I've never done it or seen it done - just a thought.
 
That's sounds feasible!
Will await more suggestions before deciding.
 
Confusion combination.
Scent, syrup, icing sugar, smoke and anything else you can think of, then interleave the combs in one box.


/ and PS keep the spare queen and a few attendants in a queen cage in a warm place for a day or two ... just as insurance.
 
Move the two nucs together until 1 metre apart.
Cage good queen for safety. Hard candy to delay entry. Remove the other one.
Unite nucs in suitable box with icing sugar shaken over the bees. Put a feeder on. Once they've sorted themselves out, they'll release the caged queen.
 
Confusion combination.
Scent, syrup, icing sugar, smoke and anything else you can think of, then interleave the combs in one box.
Scent : perfume, or essential oil diluted in veg oil and sprayed, or maybe even the infamous air freshener ...
Syrup : thinnish, and sprayed onto the bees on each side of each frame ...
Interleave : frame from A, frame from B, frame from A, etc

Move the two nucs together until 1 metre apart.
...
Yes, indeed - I forgot to mention that ... :rolleyes: ... and caging the good queen during the combine is a nice refinement.
 
Some great ideas here.

Don't think I have time on my side to gradually move them together,so I'm thinking...

Just move them all onto the one stand in the one nuc using your method of sugar etc. and cage the good queen. Then block the entrance with grass to keep them in for a day or so, then they can re-orientate. If I do it late in the day then shouldn't be too many flyers.
 
Just in case... don't turn one nuc box on top of the other. i did this and all the upside down brood died!!!
 
Here is another wacky idea..........

move the 2 nucs together side by side.Decide what queen you are keeping and get rid of the other or reserve her to one side for a few days just in case. Remove both roofs and crown boards and put newspaper over the top of both nucs and put a couple of holes in it to get them started. Stick a brood box on top with a few drawn frames in with stores if possible. (You could take a frame from each nuc without brood and shake the bees off and use them). Add a crown board and a roof, hey maybe even a feeder.
Couple of days later the bees would of all mixed via the top brood box and you can move all the frames up combining all the brood in the middle, lose the nucs, add a floor and job done.

Pete D
 
Pete,

Another good idea but I don't think they will survive in anything bigger than a nuc, as there are only three frames and a wild comb in total.
 
I know I'm late with this...

After re-queening recently I have two very small colonies in Q+ nucs (kept for insurance) which I would like to combine with the best queen for overwintering.

Here is the scenario

Both in same apiary but 10 m apart
Both are in borrowed home made wooden nucs, no removable floor :-(
One has two frames and the other has only one, but has built a beautiful comb on the roof of the nuc!
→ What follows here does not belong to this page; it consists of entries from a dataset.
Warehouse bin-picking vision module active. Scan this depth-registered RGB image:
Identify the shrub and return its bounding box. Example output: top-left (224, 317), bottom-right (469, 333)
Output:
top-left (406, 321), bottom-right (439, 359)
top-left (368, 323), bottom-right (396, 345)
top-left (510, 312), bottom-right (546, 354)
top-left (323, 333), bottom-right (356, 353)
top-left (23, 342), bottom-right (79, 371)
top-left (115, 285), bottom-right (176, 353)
This is the nuc with the best Q as far as laying and temperament is concerned.

How to combine though? turn frames on one nuc upside down and screw onto floor, then invert nuc over the other with newspaper method?

It's a puzzle but I do want to try and take them through winter given the effort they have made to draw comb and survive.

Two ways spring to mind - the 'confuse the scent' route which I've not been brave enough to try myself yet, or make a nuc sized box, but with no floor (Fairly quick temporary box only - no floor or roof required...) and use newspaper.

If you don't want to squish her, I might be able to give your 'poorer' queen a home in exchange for such a cobbled together box, depending on location and timescales :)
 
I was in similar situation earlier. I sprayed both sides of frames with air freshener, shook all the bees off frames from both nucs into one box, including the chosen queen - I think it is Sims who says the rough and tumble of the shaking helps them accept each other and to re orientate. I put the empty box back on the old site to collect returners, and there were only a handful.

They united well.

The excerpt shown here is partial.